Polnischer Ex-Präsident Walesa fordert EU-Beistand gegen umstrittene Justizreformen

Der polnische Ex-Präsident und Friedensnobelpreisträger Lech Walesa hat die EU-Partner aufgefordert, seine Heimat vor umstrittenen Gesetzen der nationalkonservativen Warschauer Regierung zu schützen. Die Regierung würde eigennützige Gesetze durchbringen, die gegen Polens Verfassung verstießen, sagte Walesa.

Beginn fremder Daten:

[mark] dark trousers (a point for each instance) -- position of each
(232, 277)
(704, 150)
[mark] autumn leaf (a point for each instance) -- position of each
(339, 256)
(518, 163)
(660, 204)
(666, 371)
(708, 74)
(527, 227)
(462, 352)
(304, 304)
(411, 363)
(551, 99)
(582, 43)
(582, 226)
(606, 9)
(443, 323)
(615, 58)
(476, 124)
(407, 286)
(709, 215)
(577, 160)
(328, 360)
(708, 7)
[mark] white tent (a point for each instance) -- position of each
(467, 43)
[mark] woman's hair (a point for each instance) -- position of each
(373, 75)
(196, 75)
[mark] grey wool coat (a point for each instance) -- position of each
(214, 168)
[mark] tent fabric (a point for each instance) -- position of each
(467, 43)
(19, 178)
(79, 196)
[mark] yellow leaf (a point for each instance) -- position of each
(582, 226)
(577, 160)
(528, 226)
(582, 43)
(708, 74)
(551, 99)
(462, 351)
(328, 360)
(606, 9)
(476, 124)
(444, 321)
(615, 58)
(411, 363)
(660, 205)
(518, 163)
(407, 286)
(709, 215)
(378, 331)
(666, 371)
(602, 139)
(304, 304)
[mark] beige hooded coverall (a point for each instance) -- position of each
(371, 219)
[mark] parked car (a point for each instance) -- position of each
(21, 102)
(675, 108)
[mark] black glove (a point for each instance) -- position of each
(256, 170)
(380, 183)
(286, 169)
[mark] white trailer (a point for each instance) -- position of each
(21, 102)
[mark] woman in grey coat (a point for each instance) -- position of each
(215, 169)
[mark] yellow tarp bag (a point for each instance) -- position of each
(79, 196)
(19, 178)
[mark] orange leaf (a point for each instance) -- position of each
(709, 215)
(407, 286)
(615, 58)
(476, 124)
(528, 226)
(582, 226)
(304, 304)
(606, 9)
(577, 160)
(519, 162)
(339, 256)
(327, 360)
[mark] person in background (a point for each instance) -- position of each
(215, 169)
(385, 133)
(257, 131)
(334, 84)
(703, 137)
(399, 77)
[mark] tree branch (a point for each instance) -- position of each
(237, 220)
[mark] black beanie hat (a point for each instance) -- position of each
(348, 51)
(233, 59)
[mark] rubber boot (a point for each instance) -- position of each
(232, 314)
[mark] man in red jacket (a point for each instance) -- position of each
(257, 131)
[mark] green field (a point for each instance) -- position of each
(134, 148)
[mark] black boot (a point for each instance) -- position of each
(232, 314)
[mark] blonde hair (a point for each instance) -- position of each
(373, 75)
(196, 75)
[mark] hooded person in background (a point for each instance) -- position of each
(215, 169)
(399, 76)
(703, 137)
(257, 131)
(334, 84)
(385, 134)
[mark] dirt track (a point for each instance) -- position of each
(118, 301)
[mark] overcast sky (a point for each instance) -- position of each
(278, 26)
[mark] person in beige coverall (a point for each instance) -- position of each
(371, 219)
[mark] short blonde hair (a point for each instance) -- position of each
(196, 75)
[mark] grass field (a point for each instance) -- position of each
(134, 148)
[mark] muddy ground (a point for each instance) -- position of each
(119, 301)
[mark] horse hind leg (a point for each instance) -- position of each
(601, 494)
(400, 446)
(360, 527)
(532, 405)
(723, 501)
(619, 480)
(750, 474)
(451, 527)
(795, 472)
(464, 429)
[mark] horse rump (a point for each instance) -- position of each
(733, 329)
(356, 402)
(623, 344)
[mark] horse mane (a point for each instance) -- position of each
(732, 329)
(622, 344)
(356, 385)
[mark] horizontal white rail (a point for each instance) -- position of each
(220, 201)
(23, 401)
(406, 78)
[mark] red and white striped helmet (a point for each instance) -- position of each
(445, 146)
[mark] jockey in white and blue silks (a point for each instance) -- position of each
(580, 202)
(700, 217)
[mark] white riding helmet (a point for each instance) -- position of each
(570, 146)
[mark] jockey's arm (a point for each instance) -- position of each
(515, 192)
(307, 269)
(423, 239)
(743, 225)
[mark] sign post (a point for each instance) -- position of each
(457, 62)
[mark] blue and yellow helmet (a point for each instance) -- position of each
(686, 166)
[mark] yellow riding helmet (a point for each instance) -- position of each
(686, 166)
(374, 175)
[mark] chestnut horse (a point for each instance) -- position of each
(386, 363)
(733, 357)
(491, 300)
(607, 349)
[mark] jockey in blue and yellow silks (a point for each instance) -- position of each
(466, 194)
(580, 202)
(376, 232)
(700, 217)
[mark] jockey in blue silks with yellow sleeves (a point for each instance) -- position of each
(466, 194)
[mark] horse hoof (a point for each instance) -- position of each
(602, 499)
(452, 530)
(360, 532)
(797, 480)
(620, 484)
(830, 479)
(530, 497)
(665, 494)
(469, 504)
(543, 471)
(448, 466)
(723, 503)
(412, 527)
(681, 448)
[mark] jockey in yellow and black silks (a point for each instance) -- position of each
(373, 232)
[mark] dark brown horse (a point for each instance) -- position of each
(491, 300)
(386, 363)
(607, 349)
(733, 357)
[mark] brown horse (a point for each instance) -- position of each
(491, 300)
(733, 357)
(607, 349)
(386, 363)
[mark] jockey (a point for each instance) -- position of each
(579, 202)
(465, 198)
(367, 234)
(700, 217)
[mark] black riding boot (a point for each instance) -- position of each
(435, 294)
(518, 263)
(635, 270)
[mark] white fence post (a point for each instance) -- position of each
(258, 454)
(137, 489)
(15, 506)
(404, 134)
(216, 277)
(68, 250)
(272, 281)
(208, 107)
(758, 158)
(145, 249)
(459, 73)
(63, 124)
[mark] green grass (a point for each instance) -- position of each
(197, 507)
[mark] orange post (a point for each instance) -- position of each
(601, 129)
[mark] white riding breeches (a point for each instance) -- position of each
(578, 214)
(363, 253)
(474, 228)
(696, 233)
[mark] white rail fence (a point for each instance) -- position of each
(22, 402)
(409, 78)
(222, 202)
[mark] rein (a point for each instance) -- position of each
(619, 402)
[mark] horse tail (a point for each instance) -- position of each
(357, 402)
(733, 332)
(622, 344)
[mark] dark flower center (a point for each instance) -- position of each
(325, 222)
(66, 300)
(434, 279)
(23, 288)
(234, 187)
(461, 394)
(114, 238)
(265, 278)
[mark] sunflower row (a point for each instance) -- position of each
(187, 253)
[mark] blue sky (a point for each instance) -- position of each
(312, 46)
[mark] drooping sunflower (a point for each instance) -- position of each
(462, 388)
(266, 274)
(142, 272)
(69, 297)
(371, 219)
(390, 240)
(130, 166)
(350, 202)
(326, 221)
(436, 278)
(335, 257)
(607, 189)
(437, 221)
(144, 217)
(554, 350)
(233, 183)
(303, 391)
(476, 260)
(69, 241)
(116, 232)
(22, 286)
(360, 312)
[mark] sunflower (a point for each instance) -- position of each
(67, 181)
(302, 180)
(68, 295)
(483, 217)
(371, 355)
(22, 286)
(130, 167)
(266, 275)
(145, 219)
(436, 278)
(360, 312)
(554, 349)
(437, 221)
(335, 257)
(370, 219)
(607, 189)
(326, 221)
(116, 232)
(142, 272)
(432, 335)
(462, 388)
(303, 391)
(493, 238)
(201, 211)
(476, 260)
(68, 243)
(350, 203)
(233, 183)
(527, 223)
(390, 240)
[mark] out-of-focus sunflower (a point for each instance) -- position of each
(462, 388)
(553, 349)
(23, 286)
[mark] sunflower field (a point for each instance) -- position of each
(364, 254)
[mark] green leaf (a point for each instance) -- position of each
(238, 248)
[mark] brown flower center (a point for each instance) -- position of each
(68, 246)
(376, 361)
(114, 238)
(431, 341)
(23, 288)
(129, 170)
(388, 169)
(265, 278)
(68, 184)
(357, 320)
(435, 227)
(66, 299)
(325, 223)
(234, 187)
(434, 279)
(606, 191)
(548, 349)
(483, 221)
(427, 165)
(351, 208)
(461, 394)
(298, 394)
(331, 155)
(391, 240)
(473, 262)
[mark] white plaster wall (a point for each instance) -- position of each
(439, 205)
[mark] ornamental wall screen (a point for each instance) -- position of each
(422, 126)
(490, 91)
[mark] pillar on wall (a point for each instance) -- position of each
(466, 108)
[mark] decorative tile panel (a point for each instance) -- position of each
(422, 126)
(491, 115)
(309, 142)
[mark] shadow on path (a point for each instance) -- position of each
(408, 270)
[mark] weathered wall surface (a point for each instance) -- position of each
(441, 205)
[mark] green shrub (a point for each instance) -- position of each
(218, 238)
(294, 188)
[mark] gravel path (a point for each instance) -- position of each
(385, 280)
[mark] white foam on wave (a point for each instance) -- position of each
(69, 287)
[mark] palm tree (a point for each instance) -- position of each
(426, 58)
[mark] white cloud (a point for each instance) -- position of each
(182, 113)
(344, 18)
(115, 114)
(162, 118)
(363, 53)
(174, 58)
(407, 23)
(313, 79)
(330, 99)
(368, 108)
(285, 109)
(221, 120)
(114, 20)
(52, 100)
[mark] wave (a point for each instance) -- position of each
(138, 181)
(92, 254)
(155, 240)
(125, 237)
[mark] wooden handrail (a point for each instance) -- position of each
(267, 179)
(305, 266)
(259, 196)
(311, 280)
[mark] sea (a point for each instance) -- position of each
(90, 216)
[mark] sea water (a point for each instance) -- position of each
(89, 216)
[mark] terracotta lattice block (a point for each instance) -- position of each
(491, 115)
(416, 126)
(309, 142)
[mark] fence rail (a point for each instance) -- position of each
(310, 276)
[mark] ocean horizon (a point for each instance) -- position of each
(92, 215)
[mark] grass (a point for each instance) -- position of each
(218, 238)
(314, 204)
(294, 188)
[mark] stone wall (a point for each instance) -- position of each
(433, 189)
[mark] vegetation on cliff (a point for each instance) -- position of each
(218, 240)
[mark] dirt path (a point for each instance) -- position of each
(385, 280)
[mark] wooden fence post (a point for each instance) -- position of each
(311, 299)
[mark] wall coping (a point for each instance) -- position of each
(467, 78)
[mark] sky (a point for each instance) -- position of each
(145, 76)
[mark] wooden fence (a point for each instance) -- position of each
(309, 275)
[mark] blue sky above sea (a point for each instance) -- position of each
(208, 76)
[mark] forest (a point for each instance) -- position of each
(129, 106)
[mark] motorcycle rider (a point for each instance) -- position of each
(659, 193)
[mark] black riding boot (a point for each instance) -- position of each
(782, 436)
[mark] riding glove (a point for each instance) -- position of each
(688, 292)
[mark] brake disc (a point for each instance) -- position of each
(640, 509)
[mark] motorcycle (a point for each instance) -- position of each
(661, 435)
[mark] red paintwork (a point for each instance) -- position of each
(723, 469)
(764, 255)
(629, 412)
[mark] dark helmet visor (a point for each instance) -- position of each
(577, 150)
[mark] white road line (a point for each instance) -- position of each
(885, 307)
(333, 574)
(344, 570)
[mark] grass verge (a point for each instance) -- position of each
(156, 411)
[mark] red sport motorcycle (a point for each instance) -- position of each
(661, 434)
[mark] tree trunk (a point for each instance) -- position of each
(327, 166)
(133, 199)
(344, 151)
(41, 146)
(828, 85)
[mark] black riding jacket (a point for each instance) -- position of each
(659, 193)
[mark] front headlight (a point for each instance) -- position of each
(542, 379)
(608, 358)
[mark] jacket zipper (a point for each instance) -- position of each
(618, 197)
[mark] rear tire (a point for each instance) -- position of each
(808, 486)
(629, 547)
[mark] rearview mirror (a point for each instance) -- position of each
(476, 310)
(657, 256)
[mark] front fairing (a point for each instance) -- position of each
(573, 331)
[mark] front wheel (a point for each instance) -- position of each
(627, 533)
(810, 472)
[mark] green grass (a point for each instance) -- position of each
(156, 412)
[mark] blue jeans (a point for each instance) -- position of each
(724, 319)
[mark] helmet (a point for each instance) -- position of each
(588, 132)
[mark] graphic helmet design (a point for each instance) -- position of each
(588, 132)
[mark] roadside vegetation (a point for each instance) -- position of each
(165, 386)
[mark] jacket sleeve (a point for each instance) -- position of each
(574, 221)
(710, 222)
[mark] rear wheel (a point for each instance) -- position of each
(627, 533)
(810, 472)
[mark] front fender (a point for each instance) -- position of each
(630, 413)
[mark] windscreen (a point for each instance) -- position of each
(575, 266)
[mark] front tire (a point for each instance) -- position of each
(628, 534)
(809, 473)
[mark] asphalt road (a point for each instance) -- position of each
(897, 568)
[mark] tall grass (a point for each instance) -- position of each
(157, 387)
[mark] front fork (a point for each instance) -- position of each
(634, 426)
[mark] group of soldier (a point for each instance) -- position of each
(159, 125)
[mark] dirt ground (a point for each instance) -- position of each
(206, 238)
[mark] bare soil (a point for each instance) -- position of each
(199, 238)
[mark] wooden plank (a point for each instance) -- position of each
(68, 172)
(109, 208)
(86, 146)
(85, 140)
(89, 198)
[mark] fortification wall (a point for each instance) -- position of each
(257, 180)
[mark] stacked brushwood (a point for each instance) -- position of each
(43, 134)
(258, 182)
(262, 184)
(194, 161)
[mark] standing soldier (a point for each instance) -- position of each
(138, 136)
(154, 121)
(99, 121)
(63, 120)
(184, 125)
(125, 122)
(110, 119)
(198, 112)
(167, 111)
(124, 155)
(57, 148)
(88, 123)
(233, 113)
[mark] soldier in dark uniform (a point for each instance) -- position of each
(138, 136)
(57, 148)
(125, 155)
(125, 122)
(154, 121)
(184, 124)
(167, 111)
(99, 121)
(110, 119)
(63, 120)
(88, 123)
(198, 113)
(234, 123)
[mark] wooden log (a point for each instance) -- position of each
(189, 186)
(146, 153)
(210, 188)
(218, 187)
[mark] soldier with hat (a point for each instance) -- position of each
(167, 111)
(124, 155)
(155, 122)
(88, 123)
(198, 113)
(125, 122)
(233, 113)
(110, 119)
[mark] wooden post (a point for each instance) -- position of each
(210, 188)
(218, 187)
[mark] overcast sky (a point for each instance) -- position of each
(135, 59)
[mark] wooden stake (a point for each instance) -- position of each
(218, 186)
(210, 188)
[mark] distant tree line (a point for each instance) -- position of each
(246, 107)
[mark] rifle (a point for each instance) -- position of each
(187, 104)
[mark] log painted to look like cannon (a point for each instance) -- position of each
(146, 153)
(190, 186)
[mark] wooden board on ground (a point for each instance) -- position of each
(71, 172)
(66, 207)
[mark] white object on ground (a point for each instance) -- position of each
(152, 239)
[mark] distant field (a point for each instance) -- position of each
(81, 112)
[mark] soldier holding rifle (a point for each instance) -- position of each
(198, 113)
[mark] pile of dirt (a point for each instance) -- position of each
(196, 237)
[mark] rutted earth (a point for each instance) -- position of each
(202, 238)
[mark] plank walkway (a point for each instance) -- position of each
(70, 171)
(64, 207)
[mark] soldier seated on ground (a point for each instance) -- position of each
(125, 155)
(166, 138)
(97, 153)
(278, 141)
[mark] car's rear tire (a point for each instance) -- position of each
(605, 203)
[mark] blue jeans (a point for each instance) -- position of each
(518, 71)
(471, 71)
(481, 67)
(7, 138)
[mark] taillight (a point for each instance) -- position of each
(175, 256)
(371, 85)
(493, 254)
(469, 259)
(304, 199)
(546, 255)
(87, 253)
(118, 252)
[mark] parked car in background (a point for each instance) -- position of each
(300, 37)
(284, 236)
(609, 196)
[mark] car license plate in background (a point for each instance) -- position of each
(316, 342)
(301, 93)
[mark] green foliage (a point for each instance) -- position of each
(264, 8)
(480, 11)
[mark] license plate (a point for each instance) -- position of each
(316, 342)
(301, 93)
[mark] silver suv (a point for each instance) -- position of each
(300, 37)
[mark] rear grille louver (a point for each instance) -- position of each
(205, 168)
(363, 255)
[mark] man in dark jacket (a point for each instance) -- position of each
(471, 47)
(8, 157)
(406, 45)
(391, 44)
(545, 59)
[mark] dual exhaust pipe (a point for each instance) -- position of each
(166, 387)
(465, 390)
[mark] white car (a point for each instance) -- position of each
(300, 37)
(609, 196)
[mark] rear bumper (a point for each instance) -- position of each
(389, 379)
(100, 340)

Kritiker sehen Unabhängigkeit des Gerichtswesens in Polen bedroht

Kritiker sehen nach Justizreformen der Regierungspartei Recht und Gerechtigkeit PiS die Unabhängigkeit des Gerichtswesens in Polen bedroht. Die EU-Kommission leitete ein Sanktionsverfahren wegen Gefährdung von EU-Grundwerten ein, durch das Polen seine Stimmrechte im EU-Ministerrat verlieren könnte. Bisher geben Warschaus Nationalkonservative trotz des Drucks der EU-Kommission, die am 24.09.2018 gegen eines der Justizgesetze vor dem Europäischen Gerichtshof Klage erhoben hat, nicht nach. Walesa betonte: "Wir brauchen heute globale Solidarität." 

Oberste Richter der EU-Staaten beklagen wachsenden Regierungseinfluss auf polnische Justiz

Das Netzwerk der Präsidenten der Obersten Gerichtshöfe der Europäischen Union erneuerte seine Kritik an der Justizreform in Polen. Anlass zu deutlicher Kritik und fortdauernder Sorge biete nicht nur die Entfernung von Richtern des Obersten Gerichts aus Altersgründen, sondern auch der "wachsende Einfluss der polnischen Regierungskreise auf die polnische Justiz im Ganzen", hieß es in einer Erklärung des Netzwerks.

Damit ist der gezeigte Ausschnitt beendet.